Primera Parte
Silvia en la oscuridad
Capítulo 1: La Celda
No es una imagen; es un dato físico que se le pega a la piel, Silvia lo comprende en el tercer parpadeo, algo vivo exhala con ella, ocupa el mismo aire viciado y vuelve más pesado cada intento de respirar. El cuarto es oscuro, sin grietas, ni ventanas, solo la rendija de la puerta, un hilo de luz que no servía de nada. La cuerda que le muerde las muñecas tiene una textura áspera, pelillos duros que raspan y se quedan en la piel como espinas, y el nudo le presiona los huesos. La humedad es un olor con capas, moho, metal, y encima un dulzor barato, tal vez desinfectante viejo, cada vez que traga saliva, pica.
La primera certeza es corporal, hormigueo en los dedos, un frío mojado en la espalda del vestido —el azul sencillo que eligió sin pensar para una cita cualquiera, ahora parece un uniforme de alguien a quien van a perdonar por caridad o a castigar por costumbre—. La segunda certeza es sonora, un goteo irregular, como si la pared supiera medir el tiempo y decidiera retrasarlo a propósito. La tercera llega desde una radio mal sintonizada, ruido blanco, voz de hombre que entra y se va, publicidad de madrugada, y luego, como si el aparato tosiera y de pronto hablara claro, una frase que no debería existir en ese cuarto:
—Las autoridades continúan las diligencias por la desaparición de S. R… familiares piden…
El nombre no sale completo, la transmisión lo muerde y lo escupe en iniciales, como si la ciudad supiera decir su nombre sin decirlo. El miedo localiza el corazón en un sitio preciso, costillas bajas, golpe seco, entonces escucha otro fragmento:
—… habría estado con un joven identificado como Javier P…
Silvia cierra los ojos y se inclina hacia la franja de luz, como si pudiera recoger palabras del suelo. No ve el aparato, tampoco a la persona que lo manipula. Hay otra respiración, no la de la oscuridad, una respiración humana, más lenta, colocada en algún punto a su derecha; está, no se mueve, la vigila.
—¿Quién…? —la voz le sale áspera, como si hubiera dormido con arena en la garganta.

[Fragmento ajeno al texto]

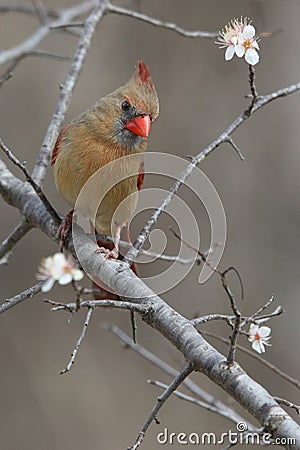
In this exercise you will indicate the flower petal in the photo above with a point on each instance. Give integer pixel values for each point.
(258, 347)
(253, 328)
(77, 274)
(239, 50)
(251, 56)
(229, 53)
(65, 279)
(249, 32)
(48, 285)
(264, 331)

Silencio, y después, un gesto, apenas un roce de suela contra cemento. La presencia está de pie, quizá apoyada contra la pared, no es grande el cuarto, tres pasos a la puerta, dos al rincón húmedo, uno al borde de una mesa baja que no ve pero sospecha por un olor a madera vieja.
—Tengo frío —dice, y lo dice con el tono del cansancio más que del pedido.
Nada, la radio cruje y cambia de emisora; el ruido blanco se abre como una cortina, deja ver por un segundo una música de saxofón, y otra vez la voz noticiosa, ahora con dicción más clara, ajena a toda urgencia:
—… se esperan declaraciones del entorno laboral…
El aire se espesa. La silueta, en el umbral de lo que imagina que es la puerta —o un rectángulo más oscuro dentro de la oscuridad— da un paso. No distingue el rostro, solo esa vertical inmóvil, alta, recortada contra la nada. Hay un detalle, cuando se mueve, cruje una bota, cuero reseco. El olor que trae no es nuevo pero ahora lo entiende, tabaco frío pegado a tela, y debajo un resto de pegamento, de esos que se usan en talleres, en depósitos, en lugares donde nada es decorativo.
—Por favor… agua —intenta otra vez.
La respuesta llega, y es una voz que parece haber fumado años enteros en habitaciones sin ventanas. Grave, rasposa, con un desgaste que no es teatral:
—No deberías jugar con fuego, Silvia.
La frase no es un dato, es un fósforo que prende una memoria. El cuarto se contrae, la respiración ajena ya no es fondo, está cerca, calibrando su miedo, Silvia apoya la nuca en la pared para no caerse hacia adelante. La cuerda muerde más, no sabe cuánto tiempo ha pasado desde que la luz era natural, mira la franja amarilla, una línea que no pertenece a su vida, y piensa en perder el sentido y quedarse ahí, quieta, como un bulto que ya no estorba. Pero la frase se queda ardiendo, ese ritmo, esa manera de arrastrar la palabra “fuego”, ese modo de caer en la palabra “Silvia” como si la conociera desde antes.
La radio bajó de golpe, quedó en un murmullo, y entonces volvió el goteo, marcando los segundos con paciencia cruel. Silvia prueba el nudo, mueve apenas la muñeca izquierda, busca con la uña un borde que ceda. Nada, la cuerda se clava, el dolor no le concede dramatismo, es una punzada limpia y mecánica. La franja de luz no cambia, el cuarto respira, y entonces, cuando la frase ya es una brasa estable en la cabeza, llega otra corriente de aire…recuerdos.